How big is the solar system?

It is really hard to picture how big the Solar System is because of the huge distances and the massive difference in the size of the Solar System bodies. For example the Sun is huge, it’s 109 times as big as the diameter of the Earth at 1,391,000 kilometres and it’s 333,100 times heavier than the Earth. So imagine you are standing in an open field with a beach ball about 1 metre in diameter on your head – that’s the Sun! Now imagine the direction you are facing is 12 o’clock. What we’ll visualise now is what the Solar System would look like today based on the current positions of the planets relative to each other in real time.
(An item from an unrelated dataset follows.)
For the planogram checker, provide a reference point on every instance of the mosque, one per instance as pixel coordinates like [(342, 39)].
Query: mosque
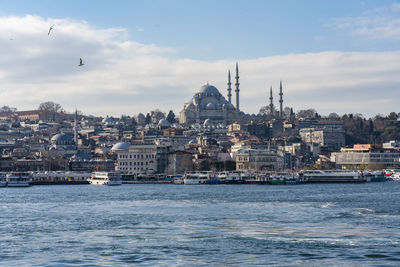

The planets that we will talk about are all pretty much on the ground in the fields around you (because technically they are roughly in the same plane – the plane of the Solar System, not the plane flying past).


At 6 o’clock from your position at about 33 metres away (one third the length of a rugby field) is a small ball bearing about 3.5mm in diameter, that’s Mercury. With a good throwing arm you can throw a tennis ball that distance. The small ball bearing would take 59 days to whizz around your beach ball so I hope you have a good book to read.

At 1 o’clock at 78 metres away is a marble sized object, that’s Venus. That’s just over three quarters the length of a rugby field, and you might see a marble at that distance. It’s 243 days for Venus to do one rotation of your beach ball.

Earth is another marble-sized object at 6 o’clock behind Mercury at 108 metres, just over the length of rugby field away. Usain Bolt can run that distance in just over 9 seconds (I take about 15 seconds and can’t walk for a week). Obviously it’ll take a year for the Earth to go around the beach ball.

Next up at just after 2 o’clock is Mars, it’s about half the size of a marble. Mars is 176 metres away. It would be really hard to see a half sized marble from that distance, you might need a binoculars. Mars takes 687 days to go around the sun and since we’re not scaling for time in this example then that’s how long it’ll take to go around your beach ball.

Now we’re in for some big distances, Jupiter would be about the size of a tennis ball and about half way between 1 o’clock and 2 o’clock. It’s a long way away though, it’s just over half a kilometre away at 586 metres. I couldn’t see a tennis ball at half a kilometre. That tennis ball is going to take 11.86 years to go around the beach ball.

Saturn is nearly at the 12 o’clock position (remember you’re standing with a 1 metre in diameter beach ball on you head which represents the sun), it’s a smaller tennis ball than Jupiter and it’s a whooping 1km away. That would take me about 6 minutes to run, and I’d be ok to walk back, unlike the sprint to Earth mentioned above. It’s 29.44 years to go around the beach ball for this undersized tennis ball.

Uranus is about the size of a golf ball at the 8 o’clock position but it’s just over 2 kilometres away, twice the distance of Saturn. If you were really good at hitting a golf ball you’d have to hit it about fours or five times to go that distance. You’ll spend a lifetime watching this one go once around your beach ball at 84.11 years.

Another golf ball sized object is Neptune, that’s 3.2 kilometres away at just after 9 o’clock. 164.55 years is how long you’ll have to wait for the this golf ball to do one orbit of your beach ball.

For illustrative purposes only we’ll include Pluto which is tiny. It would be a minuscule 1.8mm ball bearing (too dangerous for children under 5) about 3.6 kilometres away at about 11 o’clock. This tiny ball bearing will take 247.85 years to go around your beach ball, you’d better leave a note for your great great great great great great grandchildren to bring you some more food.

And just to show how far away things are from the Solar System, the nearest star to us would be a beach ball a bit bigger than the one on your head but 29,000 kilometres away, one tenth of the way to the Moon from the beach ball on your head.